MANGALURU: A team of conservationists in the city are on a mission to relocate fishes from abandoned construction sites to lakes and thereby preserve the species.
The team of conservationists - Bhuvan Devadiga, Jeeth Milan Roche, Athik D B, Selma and Nidhi PK - have taken up the task of catching fish from a huge construction site at Kodialbail, where there are thousands of fishes. With the end of the rainy season, the water accumulated in the abandoned construction sites will deplete leaving fishes dead. The team has already shifted approximately 6,000 fishes to various protected lakes in and around Mangaluru.
Bhuvan Devadiga, an amateur snake rescuer, said: “A property developer in the city approached us to rescue fishes from their construction sites so that they can be rehabilitated in lakes when they resume the work. They came to know about initiatives being taken up by our group for the protection of the environment after the shifting of Ashwatha trees from the Central Railway Station premises to facilitate the development of additional platforms.”
“They informed us that there are thousands of fish in the construction site which may die when the work begins. To control malaria, the Mangaluru City Corporation (MCC) and activists had released guppy and other fish fingerlings into the large area of an abandoned construction site, which was turned into a lake. The water body also has several species of fishes including irpe, tilapia and other local varieties,” he said.
Fishes put into lakes Fishes are being shifted to Gujjarakere and Kavoor lakes, which are developed and protected by the city corporation. “We catch the fish alive and put them in trays along with water. Each tray with nearly 50-70 fishes are being shifted to lakes in a van within one hour of the catch so that it will not face difficulties due to oxygen shortage, he said, adding that the whole expenses of the shifting are being borne by the team.

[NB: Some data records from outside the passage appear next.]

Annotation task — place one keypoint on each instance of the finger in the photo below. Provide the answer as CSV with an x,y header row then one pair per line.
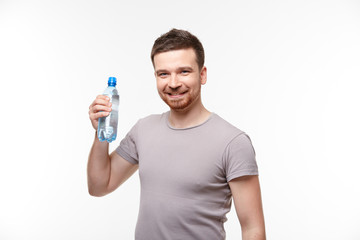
x,y
100,101
103,97
96,116
98,108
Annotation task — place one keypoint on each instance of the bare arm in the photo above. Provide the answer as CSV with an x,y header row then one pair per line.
x,y
105,172
247,199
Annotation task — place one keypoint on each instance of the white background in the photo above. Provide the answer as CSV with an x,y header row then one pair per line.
x,y
286,72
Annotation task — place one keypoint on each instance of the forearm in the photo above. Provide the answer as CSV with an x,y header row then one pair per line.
x,y
254,234
98,170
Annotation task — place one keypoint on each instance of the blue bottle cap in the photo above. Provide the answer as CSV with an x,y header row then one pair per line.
x,y
112,82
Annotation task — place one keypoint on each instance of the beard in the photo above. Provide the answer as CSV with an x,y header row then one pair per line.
x,y
182,103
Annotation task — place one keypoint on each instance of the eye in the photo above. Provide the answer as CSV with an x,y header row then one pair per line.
x,y
162,74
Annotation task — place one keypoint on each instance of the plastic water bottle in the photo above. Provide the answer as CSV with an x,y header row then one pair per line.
x,y
107,127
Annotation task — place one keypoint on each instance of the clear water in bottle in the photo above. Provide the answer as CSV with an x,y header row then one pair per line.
x,y
107,128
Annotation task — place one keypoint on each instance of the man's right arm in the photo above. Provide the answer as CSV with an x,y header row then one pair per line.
x,y
105,172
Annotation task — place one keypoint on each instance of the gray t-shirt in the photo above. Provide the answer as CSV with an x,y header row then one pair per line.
x,y
184,175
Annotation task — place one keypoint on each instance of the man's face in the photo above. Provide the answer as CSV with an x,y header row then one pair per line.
x,y
178,78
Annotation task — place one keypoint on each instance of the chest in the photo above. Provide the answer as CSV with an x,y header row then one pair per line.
x,y
186,166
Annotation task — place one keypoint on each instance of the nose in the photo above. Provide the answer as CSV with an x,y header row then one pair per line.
x,y
174,82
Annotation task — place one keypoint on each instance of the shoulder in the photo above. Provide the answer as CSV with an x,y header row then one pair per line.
x,y
224,127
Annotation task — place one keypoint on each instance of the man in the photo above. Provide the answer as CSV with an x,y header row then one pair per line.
x,y
191,161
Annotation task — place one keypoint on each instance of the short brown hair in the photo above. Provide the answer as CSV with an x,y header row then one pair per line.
x,y
177,39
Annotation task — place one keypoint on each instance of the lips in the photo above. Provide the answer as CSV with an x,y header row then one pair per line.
x,y
176,94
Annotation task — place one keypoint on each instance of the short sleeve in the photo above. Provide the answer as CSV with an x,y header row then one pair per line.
x,y
239,158
127,148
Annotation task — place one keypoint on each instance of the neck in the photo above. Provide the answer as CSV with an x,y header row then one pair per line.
x,y
188,117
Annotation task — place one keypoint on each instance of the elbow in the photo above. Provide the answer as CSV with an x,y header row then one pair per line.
x,y
95,192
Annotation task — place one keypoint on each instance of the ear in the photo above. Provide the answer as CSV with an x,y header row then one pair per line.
x,y
203,75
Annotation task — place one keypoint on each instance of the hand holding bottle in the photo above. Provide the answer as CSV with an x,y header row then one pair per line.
x,y
100,107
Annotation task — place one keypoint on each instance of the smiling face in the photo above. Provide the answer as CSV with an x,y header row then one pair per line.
x,y
179,79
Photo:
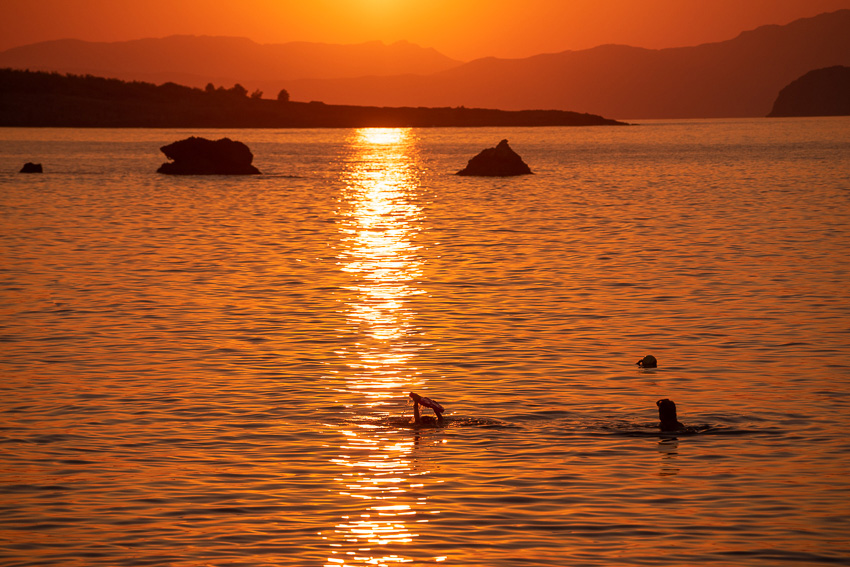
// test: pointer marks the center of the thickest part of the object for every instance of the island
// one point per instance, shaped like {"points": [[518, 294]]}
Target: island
{"points": [[36, 99], [822, 92]]}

Environmentalist Jeeth Milan Roche said the number of fishes had multiplied in the stagnant water body at the construction site in Kodialbail. “Since the work on the construction at the site had stopped a few years ago, water had remained accumulated and stagnant. The MCC had released a few fish species after receiving several complaints regarding breeding of mosquitoes from the site. If we do not shift the fishes from the construction sites after the end of monsoon, they will die in summer. Hence, we took the initiative to shift them to protected lakes,” he said.